Solo en esta ocasión se podrá disfrutar también de la posibilidad de pasear despreocupados por las desiertas calles de la ciudad, que hasta hace unas horas, cuando los más rezagados partían en coche hacia las provincias más cercanas, vivían aún el habitual caos que provocan las interminables filas de sus 5 millones de automóviles.

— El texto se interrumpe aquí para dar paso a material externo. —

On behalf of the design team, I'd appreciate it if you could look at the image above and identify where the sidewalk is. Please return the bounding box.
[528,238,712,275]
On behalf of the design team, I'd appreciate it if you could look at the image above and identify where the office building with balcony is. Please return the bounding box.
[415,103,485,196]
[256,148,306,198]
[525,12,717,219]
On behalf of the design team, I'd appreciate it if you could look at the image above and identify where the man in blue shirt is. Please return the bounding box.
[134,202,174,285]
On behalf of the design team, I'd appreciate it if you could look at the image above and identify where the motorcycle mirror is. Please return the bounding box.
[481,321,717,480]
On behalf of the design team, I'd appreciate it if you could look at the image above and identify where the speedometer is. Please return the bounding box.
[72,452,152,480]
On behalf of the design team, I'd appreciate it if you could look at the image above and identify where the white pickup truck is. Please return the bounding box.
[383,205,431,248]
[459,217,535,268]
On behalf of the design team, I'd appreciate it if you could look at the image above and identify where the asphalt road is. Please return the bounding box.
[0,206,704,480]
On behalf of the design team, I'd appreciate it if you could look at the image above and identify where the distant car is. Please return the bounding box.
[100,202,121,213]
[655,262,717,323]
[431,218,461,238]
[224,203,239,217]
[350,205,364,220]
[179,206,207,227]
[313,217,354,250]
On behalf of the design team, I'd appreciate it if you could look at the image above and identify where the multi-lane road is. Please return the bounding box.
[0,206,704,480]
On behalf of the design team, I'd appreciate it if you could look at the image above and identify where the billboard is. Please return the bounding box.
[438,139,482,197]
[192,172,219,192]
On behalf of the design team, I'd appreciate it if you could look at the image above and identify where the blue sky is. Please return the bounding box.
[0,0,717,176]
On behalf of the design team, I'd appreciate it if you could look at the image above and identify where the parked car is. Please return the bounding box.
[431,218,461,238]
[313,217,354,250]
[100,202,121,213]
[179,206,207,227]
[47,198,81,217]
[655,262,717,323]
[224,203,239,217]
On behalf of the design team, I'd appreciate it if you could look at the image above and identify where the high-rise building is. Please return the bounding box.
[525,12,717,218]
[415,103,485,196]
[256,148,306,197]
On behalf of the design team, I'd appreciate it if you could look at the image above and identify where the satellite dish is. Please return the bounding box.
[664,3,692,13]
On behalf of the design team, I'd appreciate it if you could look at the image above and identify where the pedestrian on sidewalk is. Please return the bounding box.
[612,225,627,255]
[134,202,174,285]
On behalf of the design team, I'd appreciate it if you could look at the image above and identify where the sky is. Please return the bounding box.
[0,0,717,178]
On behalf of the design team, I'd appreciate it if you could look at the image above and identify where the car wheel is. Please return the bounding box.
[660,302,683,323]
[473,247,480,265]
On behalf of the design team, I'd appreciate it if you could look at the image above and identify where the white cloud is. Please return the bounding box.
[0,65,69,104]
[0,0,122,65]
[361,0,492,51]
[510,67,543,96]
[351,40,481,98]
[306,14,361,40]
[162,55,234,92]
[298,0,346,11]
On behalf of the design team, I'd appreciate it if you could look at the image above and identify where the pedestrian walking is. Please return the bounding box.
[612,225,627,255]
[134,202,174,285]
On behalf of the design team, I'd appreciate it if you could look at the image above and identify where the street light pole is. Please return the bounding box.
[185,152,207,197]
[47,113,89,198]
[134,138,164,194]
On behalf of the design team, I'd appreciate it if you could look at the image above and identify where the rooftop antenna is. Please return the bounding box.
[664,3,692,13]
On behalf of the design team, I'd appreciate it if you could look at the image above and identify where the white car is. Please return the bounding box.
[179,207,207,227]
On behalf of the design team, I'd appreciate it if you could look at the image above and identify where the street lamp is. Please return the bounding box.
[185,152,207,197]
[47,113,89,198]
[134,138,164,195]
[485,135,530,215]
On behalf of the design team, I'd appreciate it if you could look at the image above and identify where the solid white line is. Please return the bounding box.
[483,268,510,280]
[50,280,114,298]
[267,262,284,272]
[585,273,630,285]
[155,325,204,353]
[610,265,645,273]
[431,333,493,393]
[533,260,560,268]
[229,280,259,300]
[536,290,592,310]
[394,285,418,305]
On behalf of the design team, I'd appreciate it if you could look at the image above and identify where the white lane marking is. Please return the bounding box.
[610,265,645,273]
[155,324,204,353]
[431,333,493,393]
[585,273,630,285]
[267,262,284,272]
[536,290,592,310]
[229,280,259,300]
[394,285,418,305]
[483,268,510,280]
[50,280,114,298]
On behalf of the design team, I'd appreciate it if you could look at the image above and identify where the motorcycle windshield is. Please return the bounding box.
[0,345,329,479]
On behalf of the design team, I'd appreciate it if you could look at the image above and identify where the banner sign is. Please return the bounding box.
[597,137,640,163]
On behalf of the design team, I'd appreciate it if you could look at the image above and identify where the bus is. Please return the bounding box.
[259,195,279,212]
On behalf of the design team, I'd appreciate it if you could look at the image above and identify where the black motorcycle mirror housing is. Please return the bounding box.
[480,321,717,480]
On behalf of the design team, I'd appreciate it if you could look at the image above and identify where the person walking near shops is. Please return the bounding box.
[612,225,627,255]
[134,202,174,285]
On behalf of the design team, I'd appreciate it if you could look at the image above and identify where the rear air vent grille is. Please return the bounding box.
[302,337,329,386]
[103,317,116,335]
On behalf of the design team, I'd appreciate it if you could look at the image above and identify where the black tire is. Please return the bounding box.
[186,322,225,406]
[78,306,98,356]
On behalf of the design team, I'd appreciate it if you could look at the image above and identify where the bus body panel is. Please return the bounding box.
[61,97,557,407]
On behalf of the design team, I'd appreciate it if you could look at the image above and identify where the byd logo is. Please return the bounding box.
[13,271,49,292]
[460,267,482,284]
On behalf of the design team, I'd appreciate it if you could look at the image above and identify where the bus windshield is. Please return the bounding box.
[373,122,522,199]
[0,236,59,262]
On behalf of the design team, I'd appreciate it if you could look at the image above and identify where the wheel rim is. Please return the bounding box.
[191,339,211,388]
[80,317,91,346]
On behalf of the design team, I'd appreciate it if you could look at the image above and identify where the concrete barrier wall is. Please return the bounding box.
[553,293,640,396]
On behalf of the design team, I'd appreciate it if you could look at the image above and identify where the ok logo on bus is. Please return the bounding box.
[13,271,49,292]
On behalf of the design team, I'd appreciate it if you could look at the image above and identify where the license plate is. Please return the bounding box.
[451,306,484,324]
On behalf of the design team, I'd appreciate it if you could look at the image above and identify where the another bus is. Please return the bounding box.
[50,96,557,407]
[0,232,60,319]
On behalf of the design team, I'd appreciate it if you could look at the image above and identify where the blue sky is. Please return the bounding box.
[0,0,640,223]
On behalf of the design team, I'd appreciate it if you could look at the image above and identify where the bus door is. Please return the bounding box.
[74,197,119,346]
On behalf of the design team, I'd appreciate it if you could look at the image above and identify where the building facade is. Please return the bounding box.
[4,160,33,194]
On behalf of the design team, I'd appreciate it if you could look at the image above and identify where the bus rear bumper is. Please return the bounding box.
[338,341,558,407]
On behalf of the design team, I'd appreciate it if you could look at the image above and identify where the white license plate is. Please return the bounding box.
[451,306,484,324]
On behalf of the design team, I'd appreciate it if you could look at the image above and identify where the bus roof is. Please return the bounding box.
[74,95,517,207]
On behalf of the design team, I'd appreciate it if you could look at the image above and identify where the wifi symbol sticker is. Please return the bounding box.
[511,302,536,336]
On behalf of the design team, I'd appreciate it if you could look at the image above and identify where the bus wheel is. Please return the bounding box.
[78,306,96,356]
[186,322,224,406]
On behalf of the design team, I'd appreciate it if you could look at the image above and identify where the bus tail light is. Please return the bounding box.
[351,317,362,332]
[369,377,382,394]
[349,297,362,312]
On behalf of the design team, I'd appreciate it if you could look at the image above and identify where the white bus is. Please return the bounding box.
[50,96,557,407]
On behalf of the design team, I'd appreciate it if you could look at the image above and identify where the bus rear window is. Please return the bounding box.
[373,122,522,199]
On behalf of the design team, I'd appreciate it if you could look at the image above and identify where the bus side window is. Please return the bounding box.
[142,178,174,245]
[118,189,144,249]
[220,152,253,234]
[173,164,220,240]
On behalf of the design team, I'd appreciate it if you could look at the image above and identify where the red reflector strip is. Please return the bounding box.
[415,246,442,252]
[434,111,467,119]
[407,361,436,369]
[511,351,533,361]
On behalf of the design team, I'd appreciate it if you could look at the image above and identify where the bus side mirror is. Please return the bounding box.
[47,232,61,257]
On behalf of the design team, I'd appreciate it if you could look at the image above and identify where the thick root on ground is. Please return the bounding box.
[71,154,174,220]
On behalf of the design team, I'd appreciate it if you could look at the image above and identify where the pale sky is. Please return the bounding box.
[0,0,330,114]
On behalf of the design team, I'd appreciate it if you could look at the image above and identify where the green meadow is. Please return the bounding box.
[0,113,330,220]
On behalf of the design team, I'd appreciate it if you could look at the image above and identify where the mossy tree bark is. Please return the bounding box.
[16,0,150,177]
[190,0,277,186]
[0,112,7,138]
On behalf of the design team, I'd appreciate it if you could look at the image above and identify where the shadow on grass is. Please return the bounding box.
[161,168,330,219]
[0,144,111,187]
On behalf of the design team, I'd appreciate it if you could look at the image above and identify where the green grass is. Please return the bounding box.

Con la salida de muchos de ellos y el aparcamiento de otros ha desaparecido la habitual nube de smog que envuelve a la capital y quedado al descubierto un cielo azul totalmente despejado.
La tranquilidad se ve quebrada solo a intervalos durante el día por los petardos, cohetes, tracas y otros artilugios explosivos lanzados por los hijos del reino de la pólvora, bien por seguir la milenaria tradición de ahuyentar al mítico monstruo Nien y a los malos espíritus que le persiguen o por pura diversión.
Durante una semana, después que anochece, en especial al aproximarse las 12 de la noche del último día del a?o, cuando las familias dejan sus hogares y salen a las calles, las detonaciones se hacen más seguidas y ensordecedoras y el cielo queda iluminado por un asombroso espectáculo de fuegos artificiales, mientras una densa nube de humo y olor a pólvora lo cubre todo.
La ciudad parece sumida en una guerra y caminar por aceras y avenidas es como atravesar un campo de batalla con restos de explosivos por todas partes de los que, gracias a un increíble sistema de limpieza, no se aprecia rastro alguno al amanecer.
Pero en unos días despertaremos y ya no veremos la insólita imagen de las cadenas que mantienen cerrados muchos restaurantes y establecimientos comerciales. Sin darnos cuentas, las calles irán recuperando poco a poco su tráfico caótico y serán millones los que a diario utilizarán la red de autobuses y metro. Desaparecerá entonces esta mezcla de nostalgia y calma extrema que convierte a Beijing en una ciudad desconocida.